HARTFORD, Conn. (WTNH) — Almost exactly a decade after the Sandy Hook tragedy in Newtown, a vigil honoring those lost to gun violence hopes to put an end to shootings.

“Growing up right near Sandy Hook, it is a hard day for all us, but I just think about how every single day is an anniversary of a tragedy for so many people in this nation,” said Caitlin Doherty, a first-year student at Trinity College.

In the somber glow of candles, community leaders, students and the college’s president gathered to remember those who have been killed by gun violence.

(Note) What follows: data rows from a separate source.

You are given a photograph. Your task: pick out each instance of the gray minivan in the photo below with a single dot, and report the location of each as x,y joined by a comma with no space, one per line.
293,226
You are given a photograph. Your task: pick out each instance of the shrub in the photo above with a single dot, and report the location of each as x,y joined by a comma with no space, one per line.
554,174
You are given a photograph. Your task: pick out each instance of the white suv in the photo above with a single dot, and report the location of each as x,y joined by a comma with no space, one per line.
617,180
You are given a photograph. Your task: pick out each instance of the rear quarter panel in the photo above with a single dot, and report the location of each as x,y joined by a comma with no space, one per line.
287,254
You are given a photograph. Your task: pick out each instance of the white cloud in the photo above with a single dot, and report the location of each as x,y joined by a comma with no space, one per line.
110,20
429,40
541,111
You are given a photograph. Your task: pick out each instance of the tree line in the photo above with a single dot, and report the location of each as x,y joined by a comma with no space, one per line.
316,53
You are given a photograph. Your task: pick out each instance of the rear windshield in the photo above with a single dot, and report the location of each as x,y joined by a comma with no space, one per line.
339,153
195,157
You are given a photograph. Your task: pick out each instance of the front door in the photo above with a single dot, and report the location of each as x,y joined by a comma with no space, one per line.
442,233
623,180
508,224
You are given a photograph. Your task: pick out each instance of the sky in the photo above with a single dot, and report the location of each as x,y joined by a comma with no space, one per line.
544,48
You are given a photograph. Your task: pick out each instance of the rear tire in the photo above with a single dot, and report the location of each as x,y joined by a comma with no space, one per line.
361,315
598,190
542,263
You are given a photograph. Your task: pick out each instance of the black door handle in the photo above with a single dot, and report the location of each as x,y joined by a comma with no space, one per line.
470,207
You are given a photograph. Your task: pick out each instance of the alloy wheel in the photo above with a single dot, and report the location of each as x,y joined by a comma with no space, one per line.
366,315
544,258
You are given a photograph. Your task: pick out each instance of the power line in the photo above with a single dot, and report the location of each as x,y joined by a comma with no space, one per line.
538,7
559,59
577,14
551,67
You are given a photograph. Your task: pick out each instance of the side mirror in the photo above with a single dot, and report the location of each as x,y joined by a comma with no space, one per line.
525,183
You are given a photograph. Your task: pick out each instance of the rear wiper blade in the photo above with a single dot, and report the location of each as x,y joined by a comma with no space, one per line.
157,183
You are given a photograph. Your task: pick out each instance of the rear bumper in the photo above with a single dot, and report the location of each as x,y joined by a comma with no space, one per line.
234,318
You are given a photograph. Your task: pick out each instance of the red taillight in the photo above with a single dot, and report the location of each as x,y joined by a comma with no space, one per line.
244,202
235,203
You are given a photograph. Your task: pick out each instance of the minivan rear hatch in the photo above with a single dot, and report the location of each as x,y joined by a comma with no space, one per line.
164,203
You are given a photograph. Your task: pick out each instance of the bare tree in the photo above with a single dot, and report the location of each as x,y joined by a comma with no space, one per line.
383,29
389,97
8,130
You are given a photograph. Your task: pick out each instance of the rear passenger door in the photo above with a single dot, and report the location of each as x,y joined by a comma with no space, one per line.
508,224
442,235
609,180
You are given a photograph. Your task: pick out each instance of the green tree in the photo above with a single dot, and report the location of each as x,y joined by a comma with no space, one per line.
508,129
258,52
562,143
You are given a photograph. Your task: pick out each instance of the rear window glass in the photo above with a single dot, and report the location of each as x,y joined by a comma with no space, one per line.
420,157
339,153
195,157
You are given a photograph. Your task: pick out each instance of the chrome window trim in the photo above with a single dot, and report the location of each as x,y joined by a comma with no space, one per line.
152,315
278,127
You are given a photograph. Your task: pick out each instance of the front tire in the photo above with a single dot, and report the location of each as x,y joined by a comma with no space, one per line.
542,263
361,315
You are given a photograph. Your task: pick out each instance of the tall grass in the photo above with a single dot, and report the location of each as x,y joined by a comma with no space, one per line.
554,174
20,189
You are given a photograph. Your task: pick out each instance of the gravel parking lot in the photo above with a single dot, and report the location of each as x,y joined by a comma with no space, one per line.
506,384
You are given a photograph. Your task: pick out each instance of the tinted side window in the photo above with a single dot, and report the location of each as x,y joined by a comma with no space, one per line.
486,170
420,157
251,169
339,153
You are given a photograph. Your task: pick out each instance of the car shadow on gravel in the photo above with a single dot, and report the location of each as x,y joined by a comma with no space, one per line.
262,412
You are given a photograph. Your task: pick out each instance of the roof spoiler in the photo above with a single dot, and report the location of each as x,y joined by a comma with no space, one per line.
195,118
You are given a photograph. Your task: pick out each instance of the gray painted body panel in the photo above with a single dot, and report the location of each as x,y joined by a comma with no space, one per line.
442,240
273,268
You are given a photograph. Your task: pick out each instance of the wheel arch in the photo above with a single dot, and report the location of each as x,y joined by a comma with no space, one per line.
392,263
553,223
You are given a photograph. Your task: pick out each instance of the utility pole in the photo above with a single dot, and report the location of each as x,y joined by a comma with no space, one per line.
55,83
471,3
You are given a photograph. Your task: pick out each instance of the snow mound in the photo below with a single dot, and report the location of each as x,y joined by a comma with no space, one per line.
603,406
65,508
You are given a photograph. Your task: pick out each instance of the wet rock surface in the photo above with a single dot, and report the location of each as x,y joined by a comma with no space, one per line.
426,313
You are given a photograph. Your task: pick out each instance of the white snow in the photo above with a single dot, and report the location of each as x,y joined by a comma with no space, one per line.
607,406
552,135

“About seven years ago, I lost a family member who was killed by an AR-15,” said Jacquelyn Santiago-Nazario, the CEO of Compass Youth Collaborative. “He didn’t have a chance past 24 years old, and I think about all of the talent that this world is missing, and I think about all the potential that he had that is not going to be realized because we have access to guns and not enough access to mentors and people who can help us navigate tough life issues.”

The vigil included Mothers Against Violence and other Hartford-area nonprofits.

Johanna Schubert, with Hartford Communities that Care, said that de-escalation strategies and meeting systematic needs go beyond helping someone right after they’re injured.

“This is more of a symptom than the root cause, so we work on attacking those root causes — things like poverty, and hunger, and domestic violence,” she said.

Larry Johnson with Compass Youth Collaborative is one of several people who respond in the middle of the night to talk to gunshot victims in hospitals.

“Violence, in many ways, has a domino effect,” he said. “So, the one gunshot victim here in Hartford can’t have that domino effect and hurt neighbors and families down the road.” So, having to get up here and see these mothers grieving and crying with his kids being injured in his home.”